Kesang further stated that with the bio fertilizer, the volume of fertilizer required will be reduced as compared to other fertilizers.
Meanwhile, like all activities of the 12th Five Year Plan (FYP), the organic flagship program would end in June 2023. However, officials involved in the program say it does not mean that everything related to organic farming will be shut. Rather activities and implementation will continue even after June 2023. For the final year of the project, the government has allocated Nu 127mn.
The organic flagship was initially approved with Nu 1bn by the Prime Minister’s Office (PMO). However, due to the pandemic, the budget was reduced to Nu 650mn after the prioritisation exercise.
“By the end of next year, about Nu 450mn to Nu 500mn will be used as we cannot do some of the activities like farmer’s trainings, trade expos, including participation and promotion,” Kesang said. However, the specialist said that under the flagship program, farmers continue to be trained on various field.
The organic flagship program mainly focuses on three commodities, ginger, turmeric and buckwheat. The flagship was started with focus on 12 commercialized products. But with some changes and priorities directed by the government, the program focused on these three commodities.
The flagship program supports the three products with commercial production, crop management, input supplies, and value chain development, processing and marketing with organic certification, amongst others.
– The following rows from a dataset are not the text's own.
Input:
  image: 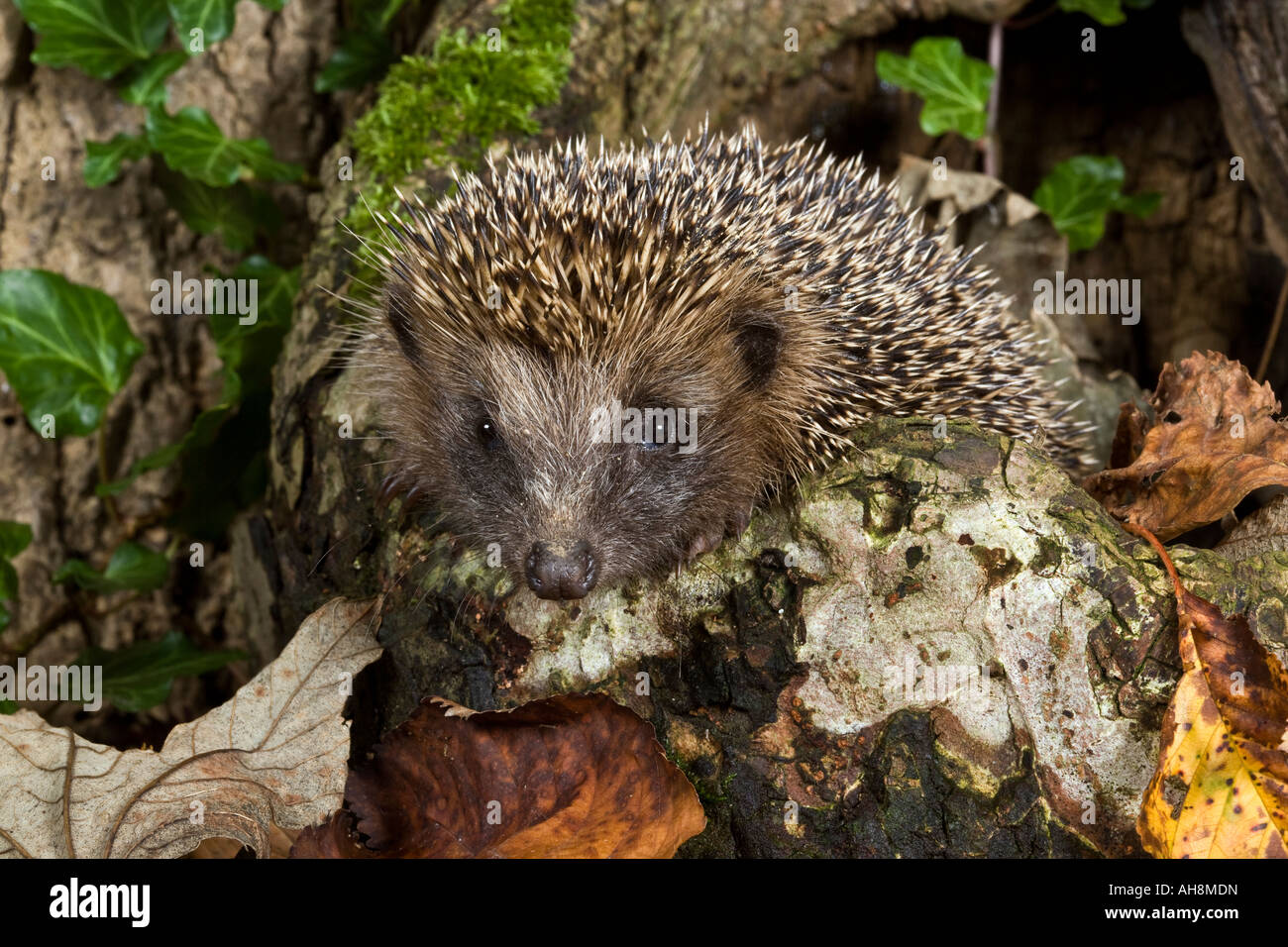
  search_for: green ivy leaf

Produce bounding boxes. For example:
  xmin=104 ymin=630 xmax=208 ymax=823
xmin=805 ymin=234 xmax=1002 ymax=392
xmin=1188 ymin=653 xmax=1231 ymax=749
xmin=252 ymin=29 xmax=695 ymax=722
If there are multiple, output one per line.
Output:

In 2021, the organic commodity production was 2392MT (Metric tonnes) including other organic commodities. The revenue generated was about Nu 19.5mn.
Currently, Kesang said that the highest area for the production of the organic commodities is in Samdrupjongkhar, Tsirang and Sarpang.
In 2002, Bhutan took its first step to embrace organic agriculture by opening a small organic agriculture (OA) unit under the Department of Agriculture. After a decade, during the Rio+20 Summit in 2012, Bhutan made an ambitious declaration to the international community to become a fully OAcountry by 2020.
According to the United Nations Food and Agriculture Organisation (FOA), OA is less harmful compared to most other forms of farming, and offers multiple benefits that address Sustainable Development Goals (SDGs). Cognizant of its myriad positive roles, OA is increasingly being adopted across the world and for the first time in 2019, the global share of agricultural land under OA reached 1.5%.
There is increasing awareness that OA makes important contributions to safer food and fiber production with minimal adverse impacts on society, economy and environment. Thus, OA is seen as an important tool for addressing multiple SDGs. The FOA has said that whilst healthy and sustainable food has direct and indirect link to all the 17 SDGs, OA has more relevance and direct contribution to at least eight goals, including Zero Hunger, Good Health and Well-being, Clean Water and Decent Work Conditions.